Why Nairobi failed to give the world much awaited global plastics treaty
Negotiations seeking to deliver the first global plastics treaty ended on Sunday with no solid plan, rippled by oil-producing countries and major plastic manufacturers.
Endless disagreements over the wording and punctuation of some key sections of the zero-draft took centre stage during the third session of the Intergovernmental Negotiating Committee (INC-3) with major oil-producing countries, led by Saudi Arabia, Iran and Russia, determined to make it impossible for the world to birth the plastics treaty.
“The proposal to delete certain important elements is weakening the treaty and our urgency to tackle plastic pollution,” the Youth Coalition protested.
The oil-producing countries and major plastic producers like the United States ganged up and insisted that the revised draft text must give emphasis to plastic recycling and reuse. Kenya, Canada and the European Union insisted on limiting plastic pollution.
A day before the final day of the negotiations, Saudi Arabia, one of the biggest sellers of polymers in the world, had threatened to withdraw from the talks after it rejected any ambitious language in the text.
“Saudi Arabia put brackets [request to delete] on polymer, single-use, production and chemical,” INC-3 chair Gustavo Meza-Cuadra said, while further pointing out that Iran had “put more brackets than words on single-use”. “China also wants almost everything deleted and is just adding brackets.”

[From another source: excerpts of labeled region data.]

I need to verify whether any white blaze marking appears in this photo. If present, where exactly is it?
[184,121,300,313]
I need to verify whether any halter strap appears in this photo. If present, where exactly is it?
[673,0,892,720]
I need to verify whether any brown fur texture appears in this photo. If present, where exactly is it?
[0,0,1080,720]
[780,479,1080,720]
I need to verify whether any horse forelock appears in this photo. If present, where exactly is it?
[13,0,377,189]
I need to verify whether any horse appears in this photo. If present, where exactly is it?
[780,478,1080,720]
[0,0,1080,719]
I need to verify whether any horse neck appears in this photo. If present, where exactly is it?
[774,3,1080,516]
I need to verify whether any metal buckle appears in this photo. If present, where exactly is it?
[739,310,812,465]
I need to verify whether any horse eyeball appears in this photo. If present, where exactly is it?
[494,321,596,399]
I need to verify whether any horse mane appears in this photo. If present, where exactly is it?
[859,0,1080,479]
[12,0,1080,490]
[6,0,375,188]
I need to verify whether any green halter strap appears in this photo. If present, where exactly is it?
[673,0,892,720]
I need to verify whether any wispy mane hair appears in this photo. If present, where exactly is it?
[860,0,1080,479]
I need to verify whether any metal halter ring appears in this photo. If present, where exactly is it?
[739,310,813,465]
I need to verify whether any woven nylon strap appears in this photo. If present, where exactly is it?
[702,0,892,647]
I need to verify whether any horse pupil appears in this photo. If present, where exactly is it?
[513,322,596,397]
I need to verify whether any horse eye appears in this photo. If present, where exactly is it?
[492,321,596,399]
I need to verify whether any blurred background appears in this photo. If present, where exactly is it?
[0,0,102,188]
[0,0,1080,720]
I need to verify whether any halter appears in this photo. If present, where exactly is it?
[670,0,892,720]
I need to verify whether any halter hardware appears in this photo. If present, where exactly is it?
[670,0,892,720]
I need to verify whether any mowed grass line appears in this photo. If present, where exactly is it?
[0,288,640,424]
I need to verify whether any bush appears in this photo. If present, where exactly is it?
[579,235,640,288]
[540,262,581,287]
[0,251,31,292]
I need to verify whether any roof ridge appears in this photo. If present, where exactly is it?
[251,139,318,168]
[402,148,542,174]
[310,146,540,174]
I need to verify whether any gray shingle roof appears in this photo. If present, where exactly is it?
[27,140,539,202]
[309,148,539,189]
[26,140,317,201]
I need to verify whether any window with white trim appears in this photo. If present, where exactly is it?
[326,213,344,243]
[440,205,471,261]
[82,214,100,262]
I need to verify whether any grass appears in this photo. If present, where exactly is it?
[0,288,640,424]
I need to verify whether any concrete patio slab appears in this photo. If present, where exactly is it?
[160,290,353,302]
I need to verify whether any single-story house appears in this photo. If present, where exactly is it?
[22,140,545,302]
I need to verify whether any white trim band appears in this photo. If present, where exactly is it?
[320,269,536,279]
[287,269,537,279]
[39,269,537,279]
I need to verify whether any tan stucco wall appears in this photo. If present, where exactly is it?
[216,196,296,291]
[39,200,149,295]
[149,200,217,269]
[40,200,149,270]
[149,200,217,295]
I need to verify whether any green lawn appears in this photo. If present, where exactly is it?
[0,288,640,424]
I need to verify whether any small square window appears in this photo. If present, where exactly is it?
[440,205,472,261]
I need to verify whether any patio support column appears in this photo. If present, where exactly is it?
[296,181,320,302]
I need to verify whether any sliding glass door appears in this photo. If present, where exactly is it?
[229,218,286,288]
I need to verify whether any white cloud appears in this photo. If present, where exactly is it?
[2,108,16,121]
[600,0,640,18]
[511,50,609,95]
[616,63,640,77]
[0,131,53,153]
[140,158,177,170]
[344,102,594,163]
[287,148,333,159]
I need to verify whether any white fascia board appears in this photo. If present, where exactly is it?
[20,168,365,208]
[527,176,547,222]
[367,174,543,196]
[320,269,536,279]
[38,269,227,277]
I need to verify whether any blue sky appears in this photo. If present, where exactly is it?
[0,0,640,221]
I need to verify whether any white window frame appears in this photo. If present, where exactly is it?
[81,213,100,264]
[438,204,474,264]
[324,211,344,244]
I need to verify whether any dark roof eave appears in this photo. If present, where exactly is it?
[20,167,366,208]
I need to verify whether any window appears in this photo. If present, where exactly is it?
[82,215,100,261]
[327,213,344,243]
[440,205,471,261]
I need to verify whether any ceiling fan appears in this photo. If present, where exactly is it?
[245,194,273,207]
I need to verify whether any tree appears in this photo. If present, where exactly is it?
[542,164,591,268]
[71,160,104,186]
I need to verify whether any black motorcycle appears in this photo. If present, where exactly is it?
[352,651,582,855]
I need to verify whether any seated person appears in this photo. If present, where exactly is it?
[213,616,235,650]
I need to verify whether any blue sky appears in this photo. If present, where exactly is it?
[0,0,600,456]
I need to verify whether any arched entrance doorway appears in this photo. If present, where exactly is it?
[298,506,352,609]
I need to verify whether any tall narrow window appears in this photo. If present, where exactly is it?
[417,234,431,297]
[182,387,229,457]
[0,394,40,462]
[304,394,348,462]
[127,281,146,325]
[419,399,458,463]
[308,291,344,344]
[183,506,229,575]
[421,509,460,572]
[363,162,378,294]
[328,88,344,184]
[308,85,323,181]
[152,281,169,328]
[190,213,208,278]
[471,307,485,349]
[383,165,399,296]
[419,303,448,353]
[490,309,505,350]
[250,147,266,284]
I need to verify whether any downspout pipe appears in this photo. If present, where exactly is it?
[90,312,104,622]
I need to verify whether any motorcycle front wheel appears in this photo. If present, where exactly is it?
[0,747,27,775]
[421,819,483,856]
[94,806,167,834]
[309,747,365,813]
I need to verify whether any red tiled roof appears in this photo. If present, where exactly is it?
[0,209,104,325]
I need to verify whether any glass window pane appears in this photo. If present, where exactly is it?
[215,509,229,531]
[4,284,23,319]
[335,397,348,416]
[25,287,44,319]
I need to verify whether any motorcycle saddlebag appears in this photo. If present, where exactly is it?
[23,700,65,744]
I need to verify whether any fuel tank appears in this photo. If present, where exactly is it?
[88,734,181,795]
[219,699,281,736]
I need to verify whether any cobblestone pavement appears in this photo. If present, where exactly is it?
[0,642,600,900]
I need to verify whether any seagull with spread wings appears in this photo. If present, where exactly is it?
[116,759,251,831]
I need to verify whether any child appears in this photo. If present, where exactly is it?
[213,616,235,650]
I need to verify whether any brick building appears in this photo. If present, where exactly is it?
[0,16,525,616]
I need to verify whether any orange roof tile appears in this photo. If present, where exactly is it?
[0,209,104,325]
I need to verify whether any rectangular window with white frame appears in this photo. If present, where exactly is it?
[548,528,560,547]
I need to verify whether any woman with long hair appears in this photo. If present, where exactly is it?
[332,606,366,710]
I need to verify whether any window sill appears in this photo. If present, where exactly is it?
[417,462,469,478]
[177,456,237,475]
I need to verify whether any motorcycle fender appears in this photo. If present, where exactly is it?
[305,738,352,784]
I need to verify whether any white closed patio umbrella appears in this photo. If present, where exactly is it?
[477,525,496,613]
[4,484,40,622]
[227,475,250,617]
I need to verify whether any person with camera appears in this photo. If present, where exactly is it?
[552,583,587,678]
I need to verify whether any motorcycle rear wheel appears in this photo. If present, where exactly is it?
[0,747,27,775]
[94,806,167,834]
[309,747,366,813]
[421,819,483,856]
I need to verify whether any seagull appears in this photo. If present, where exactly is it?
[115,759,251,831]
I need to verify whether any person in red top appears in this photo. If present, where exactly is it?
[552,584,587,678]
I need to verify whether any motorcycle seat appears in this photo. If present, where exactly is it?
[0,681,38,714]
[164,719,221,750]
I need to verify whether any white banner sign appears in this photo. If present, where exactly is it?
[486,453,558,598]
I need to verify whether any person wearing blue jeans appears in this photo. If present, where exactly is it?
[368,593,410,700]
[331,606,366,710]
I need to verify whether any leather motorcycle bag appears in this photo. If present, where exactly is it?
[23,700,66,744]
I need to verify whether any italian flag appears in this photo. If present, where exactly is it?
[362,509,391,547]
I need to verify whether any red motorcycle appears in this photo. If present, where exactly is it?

Deliberations over what is to be added or redacted from the zero-draft were so heated that Russia and the US, which usually do not see eye to eye, agreed in a bid to safeguard their interests.
The Nation also noted that while lobby groups were busy calling for a plastics treaty that addresses threats by chemicals in plastic material, representatives of the American Chemistry Council were pushing back after spending the better part of the day talking to governments over the sections of the draft they felt did not align to America’s interests.
The global meeting, which sought to develop an international legally binding instrument, did not make tangible headway after six days of intense negotiations. The Nation spoke to 10 of the lobbyists and established that about 100 of them had been dispatched to “talk to governments” and establish a counter-narrative that would advance their interests.
As late as 10pm on Sunday, delegates were still debating at the United Nations Environment Programme (Unep) headquarters, Nairobi, although the closing plenary had been scheduled for 2pm.
In an interview, Ayub Macharia, the director in charge of enforcement at the National Environmental Management Authority and Kenya’s head of delegation at the negotiations said that Kenya’s main demand was to make those who manufacture plastics and polluters to pay for the pollution.
“For too long, ambitious countries have failed to face up to the reality that a meaningful treaty on plastic pollution cannot be achieved as long as the least-ambitious countries are allowed to control the pace of the process,” said Magnus Løvol , a global treaty and international law expert from Switzerland.
“The week’s proceedings have swept away all doubt that some of the countries involved in this process—notably Iran, Saudi Arabia and Russia—are negotiating in bad faith. It is impossible to develop a treaty on plastic pollution in such circumstances.”
INC-4 and INC-5 are slated for April and November 25-December 1, next year in Ottawa, Canada, and Busan, South Korea, respectively.